JULY 14, 1937
HYDE PARK, Tuesday—On Sunday afternoon I stopped to talk to a friend of mine who has a fruit and vegetable stand between here and Red Hook on the Albany Post Road, and I wish that I could convey to you a little of the pride I feel in this woman's quite evident achievement. I have watched that stand grow for a number of years now, and its products show how the farm has grown as well. Somehow or other, I have a feeling that Mrs. Hamm is growing also. She presented me with a basket of beautiful cherries. She takes a great interest in the Historical Society and asked me if I was going to be able to speak for them in September or October and then said: "Someday when you have time, won't you stop long enough to let me have a chance to ask you a number of questions? There are so many things I would like to talk about."
Mrs. Hamm told me once that she went to meetings of every political variety because she liked to know every side of a question. She radiates health and strength and activity of mind and body, and must be a force in the community.
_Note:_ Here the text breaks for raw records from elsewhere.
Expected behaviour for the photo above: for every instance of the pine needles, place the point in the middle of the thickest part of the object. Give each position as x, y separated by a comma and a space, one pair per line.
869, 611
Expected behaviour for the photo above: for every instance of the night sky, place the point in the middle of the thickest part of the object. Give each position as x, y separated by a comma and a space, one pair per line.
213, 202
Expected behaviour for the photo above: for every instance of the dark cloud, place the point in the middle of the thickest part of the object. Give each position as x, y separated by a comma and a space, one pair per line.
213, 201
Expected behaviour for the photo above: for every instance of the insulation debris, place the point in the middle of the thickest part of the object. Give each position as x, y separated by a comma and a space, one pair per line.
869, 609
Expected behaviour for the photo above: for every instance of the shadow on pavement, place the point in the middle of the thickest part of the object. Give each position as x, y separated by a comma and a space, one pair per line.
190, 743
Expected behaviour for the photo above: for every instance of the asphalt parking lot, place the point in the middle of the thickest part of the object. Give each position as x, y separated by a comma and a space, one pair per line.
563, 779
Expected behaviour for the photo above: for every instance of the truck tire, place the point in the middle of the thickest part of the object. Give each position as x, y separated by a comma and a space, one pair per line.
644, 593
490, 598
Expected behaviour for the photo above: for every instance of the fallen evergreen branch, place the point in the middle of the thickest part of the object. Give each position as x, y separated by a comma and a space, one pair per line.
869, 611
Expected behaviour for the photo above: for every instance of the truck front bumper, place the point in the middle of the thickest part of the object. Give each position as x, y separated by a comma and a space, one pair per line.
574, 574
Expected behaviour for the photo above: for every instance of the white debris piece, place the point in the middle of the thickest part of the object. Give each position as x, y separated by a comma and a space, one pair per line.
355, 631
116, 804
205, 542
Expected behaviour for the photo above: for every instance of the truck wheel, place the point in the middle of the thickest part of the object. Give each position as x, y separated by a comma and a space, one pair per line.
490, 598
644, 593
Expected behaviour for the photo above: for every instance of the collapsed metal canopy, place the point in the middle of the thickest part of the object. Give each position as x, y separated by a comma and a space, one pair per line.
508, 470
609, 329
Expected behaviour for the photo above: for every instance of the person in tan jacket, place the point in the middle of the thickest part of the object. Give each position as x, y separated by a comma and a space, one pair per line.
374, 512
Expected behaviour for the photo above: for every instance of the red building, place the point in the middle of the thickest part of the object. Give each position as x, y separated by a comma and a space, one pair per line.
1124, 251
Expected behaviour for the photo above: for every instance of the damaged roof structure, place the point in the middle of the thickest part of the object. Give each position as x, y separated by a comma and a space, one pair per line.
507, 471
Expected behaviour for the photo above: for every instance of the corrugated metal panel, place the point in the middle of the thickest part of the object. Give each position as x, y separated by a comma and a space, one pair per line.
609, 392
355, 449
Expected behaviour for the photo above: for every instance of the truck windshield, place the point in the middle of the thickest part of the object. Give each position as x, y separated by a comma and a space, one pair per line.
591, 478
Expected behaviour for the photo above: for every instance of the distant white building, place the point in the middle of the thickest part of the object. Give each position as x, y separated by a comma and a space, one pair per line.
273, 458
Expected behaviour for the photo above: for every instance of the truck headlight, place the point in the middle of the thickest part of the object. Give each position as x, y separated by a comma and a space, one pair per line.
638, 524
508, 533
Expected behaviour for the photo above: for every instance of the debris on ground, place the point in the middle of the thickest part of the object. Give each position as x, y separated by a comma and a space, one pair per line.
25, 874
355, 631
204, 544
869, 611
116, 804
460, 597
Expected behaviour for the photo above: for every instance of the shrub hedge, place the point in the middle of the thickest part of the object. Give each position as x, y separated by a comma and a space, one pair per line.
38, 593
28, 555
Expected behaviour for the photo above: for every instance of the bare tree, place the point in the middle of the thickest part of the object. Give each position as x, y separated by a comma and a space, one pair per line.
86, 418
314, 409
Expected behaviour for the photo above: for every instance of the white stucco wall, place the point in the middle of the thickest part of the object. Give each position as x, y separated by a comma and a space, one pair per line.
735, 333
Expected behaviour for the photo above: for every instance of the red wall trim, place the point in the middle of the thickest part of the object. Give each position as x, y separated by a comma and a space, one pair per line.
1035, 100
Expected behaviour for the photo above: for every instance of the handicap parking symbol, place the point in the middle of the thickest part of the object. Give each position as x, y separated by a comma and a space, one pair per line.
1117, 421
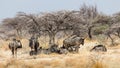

While I was waiting for my fruit, a boy who was buying some cherries came over and held his basket out asking if I would have some. Then he said he was from Brooklyn and had been to a lake back of Hudson, New York, for the weekend. He wished my husband and me good luck and I felt that I had been talking to a friend, so when Mrs. Scheider got back in the car, she demanded of me: "Who is your friend?" I answered: "I haven't the slightest idea, except that he comes from Brooklyn."
Yesterday afternoon I motored down to Mrs. Morgenthau's where I am spending a couple of nights. Before very long she and her family will leave the river for their usual summer vacation, and I do not want her to get away without seeing all I can of her. I know no one who has succeeded better than she has in giving her children an interest in general affairs and it makes them the most delightful companions. I always look forward hopefully to their being at home when I go to visit her.
We spent the morning swimming and motoring about the farm and enjoying the perfectly glorious view of the mountains. We are about to start now to motor across to Westport, Connecticut, to see Miss Lillian Wald.
I am afraid that there is no more encouraging news to be hoped for about Amelia Earhart, and much as I hate to acknowledge defeat, I think we will have to accept what seems now a certainty that she is added to the list of people who have lost their lives in the interest of adventure and science. She would have it so, I know, and would not regret going, but those of us who knew her and felt her value can not help but regret the loss to all of us. I only hope that it will spur us on to do something in her memory which will carry on the influence which her personality and spirit brought to everyone with whom she came in contact.